The paper is devoted to the relationship between psychophysics and physics of mind. The basic trends in psychophysics development are briefly discussed with special attention focused on Teghtsoonian's hypotheses. These hypotheses pose the concept of the universality of inner psychophysics and enable us to speak about psychological space as an individual object with its own properties. Turning to the two-component description of human behavior I. Lubashevsky (2017) [9] the notion of mental space is formulated and human perception of external stimuli is treated as the emergence of the corresponding images in the mental space. On one hand, these images are caused by external stimuli and their magnitude bears the information about the intensity of the corresponding stimuli. On the other hand, the individual structure of such images as well as their persistence after emergence is determined only by the properties of mental space on its own. Finally, the mental operations of image comparison and their scaling are defined in a way allowing for the bounded capacity of human cognition.

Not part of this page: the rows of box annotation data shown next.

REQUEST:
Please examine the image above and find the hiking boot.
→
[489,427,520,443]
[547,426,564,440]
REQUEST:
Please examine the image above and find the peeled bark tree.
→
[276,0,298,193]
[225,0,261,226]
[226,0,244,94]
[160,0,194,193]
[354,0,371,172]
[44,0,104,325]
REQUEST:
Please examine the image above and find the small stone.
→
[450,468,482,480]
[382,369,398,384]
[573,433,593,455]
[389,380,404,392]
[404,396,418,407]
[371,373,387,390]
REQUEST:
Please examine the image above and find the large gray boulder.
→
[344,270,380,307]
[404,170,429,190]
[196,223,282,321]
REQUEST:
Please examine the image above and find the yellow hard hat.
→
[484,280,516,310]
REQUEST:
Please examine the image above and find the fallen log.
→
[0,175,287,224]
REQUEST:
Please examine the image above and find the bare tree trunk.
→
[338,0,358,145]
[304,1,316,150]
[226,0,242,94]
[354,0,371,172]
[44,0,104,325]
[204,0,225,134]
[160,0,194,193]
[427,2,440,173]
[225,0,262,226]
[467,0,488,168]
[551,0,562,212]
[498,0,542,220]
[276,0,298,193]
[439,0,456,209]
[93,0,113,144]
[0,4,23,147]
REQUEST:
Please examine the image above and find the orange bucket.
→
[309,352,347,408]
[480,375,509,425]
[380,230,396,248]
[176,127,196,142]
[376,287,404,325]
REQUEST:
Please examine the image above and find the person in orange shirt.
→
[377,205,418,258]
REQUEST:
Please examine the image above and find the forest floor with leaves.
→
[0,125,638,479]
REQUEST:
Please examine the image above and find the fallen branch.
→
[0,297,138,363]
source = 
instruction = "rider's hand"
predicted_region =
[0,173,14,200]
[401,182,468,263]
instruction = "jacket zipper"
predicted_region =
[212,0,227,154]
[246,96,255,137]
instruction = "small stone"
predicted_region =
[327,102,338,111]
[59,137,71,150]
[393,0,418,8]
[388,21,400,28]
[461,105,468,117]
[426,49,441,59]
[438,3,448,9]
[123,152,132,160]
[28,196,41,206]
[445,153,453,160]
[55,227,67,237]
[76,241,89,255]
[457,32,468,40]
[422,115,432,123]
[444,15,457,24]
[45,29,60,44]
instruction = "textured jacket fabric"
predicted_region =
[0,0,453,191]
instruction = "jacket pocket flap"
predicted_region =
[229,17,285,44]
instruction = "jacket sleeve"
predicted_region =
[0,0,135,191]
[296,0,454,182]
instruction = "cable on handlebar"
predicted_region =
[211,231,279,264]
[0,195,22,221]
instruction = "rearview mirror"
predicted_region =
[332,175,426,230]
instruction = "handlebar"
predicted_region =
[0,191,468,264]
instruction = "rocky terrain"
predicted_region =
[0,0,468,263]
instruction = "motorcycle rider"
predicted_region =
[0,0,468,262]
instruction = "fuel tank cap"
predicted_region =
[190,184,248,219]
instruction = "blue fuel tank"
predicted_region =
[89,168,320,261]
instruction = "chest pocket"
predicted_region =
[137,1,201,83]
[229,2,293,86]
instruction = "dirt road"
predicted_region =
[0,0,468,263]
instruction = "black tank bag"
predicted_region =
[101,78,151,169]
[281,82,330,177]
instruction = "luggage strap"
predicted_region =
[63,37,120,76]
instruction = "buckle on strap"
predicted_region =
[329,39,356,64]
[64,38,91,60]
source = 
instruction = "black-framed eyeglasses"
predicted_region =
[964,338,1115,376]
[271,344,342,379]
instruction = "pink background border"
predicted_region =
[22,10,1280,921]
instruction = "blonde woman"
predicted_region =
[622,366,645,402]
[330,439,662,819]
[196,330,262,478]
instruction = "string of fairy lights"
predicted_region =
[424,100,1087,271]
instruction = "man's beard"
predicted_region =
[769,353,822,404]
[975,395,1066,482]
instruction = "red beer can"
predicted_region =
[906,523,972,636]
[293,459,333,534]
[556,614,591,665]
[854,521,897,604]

As demonstrated, the developed theory of stimulus perception is able to explain the basic regularities of psychophysics, e.g., (i) the regression and range effects leading to the overestimation of weak stimuli and the underestimation of strong stimuli, (ii) scalar variability (Weber's and Ekman' laws), and (iii) the sequential (memory) effects. As the final result, a solution to the Fechner–Stevens dilemma is proposed. This solution posits that Fechner's logarithmic law is not a consequences of Weber's law but stems from the interplay of uncertainty in evaluating stimulus intensities and the multi-step scaling required to overcome the stimulus incommensurability.